Jest kolejna eskalacja w sprawie konfliktu pomiędzy gdańskimi klubami hokejowymi. Gdańska Akademia Sportowa Olivia (GAS Olivia) złożyła formalny wniosek do Polskiego Związku Hokeja na Lodzie (PZHL) o wykluczenie GKS Stoczniowiec z grona członków związku. To bezprecedensowy ruch, który jest kulminacją trwającego od dłuższego czasu sporu.
Źródło sporu leży w dostępie do infrastruktury lodowej Hali Sportowo-Widowiskowej "Olivia" w Gdańsku.
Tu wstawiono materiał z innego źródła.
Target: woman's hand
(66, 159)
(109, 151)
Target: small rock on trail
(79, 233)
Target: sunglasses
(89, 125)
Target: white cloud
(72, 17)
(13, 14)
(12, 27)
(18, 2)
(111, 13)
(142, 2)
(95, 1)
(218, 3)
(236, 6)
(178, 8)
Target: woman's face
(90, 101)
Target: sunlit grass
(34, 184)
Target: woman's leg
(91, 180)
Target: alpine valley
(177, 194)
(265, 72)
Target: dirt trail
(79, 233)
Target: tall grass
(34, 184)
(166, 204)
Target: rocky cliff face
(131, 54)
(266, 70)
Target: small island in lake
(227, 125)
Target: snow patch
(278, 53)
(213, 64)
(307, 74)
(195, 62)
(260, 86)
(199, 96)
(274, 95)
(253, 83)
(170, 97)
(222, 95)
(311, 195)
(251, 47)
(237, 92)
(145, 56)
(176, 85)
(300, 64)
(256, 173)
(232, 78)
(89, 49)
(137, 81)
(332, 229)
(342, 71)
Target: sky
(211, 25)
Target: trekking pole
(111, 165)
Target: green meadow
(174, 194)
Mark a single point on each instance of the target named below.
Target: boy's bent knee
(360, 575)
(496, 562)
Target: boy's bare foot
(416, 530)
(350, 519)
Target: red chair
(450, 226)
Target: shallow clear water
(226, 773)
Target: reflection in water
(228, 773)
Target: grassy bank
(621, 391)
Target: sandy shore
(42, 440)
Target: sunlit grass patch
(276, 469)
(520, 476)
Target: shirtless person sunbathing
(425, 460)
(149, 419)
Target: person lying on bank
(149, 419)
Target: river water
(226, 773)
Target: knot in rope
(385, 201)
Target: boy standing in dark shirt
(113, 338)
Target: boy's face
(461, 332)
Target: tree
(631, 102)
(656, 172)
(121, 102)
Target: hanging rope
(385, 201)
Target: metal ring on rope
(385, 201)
GKS Stoczniowiec, który zarządza obiektem, podjął 6 czerwca 2024 roku uchwałę zakazującą innym klubom zrzeszonym w PZHL prowadzenia działalności sportowej w hali. Decyzja ta bezpośrednio uderzyła w GAS Olivia, klub I-ligowy znany również jako Fudeko GAS Gdańsk, który do tej pory korzystał z obiektu.
Josef Vítek, wiceprezes zarządu GAS Olivia, argumentuje, że działania Stoczniowca noszą znamiona dyskryminacji.
– My tylko chcemy mieć możliwość korzystania z lodu. Są odpowiednie paragrafy w statucie PZHL i uważamy, że działanie Stoczniowca jest działaniem niezgodnym ze statutem PZHL" – mówi Josef Vítek, wiceprezes zarządu GAS Olivia, dla portalu trojmiasto.pl
Wniosek o wykluczenie Stoczniowca opiera się na zarzutach naruszenia kilku punktów statutu PZHL, w tym zakazu dyskryminacji oraz obowiązku promocji hokeja na lodzie. GAS Olivia przedstawia dane wskazujące na znacznie wyższą frekwencję na swoich meczach w porównaniu do spotkań Stoczniowca, argumentując, że działania rywala szkodzą rozwojowi hokeja w regionie.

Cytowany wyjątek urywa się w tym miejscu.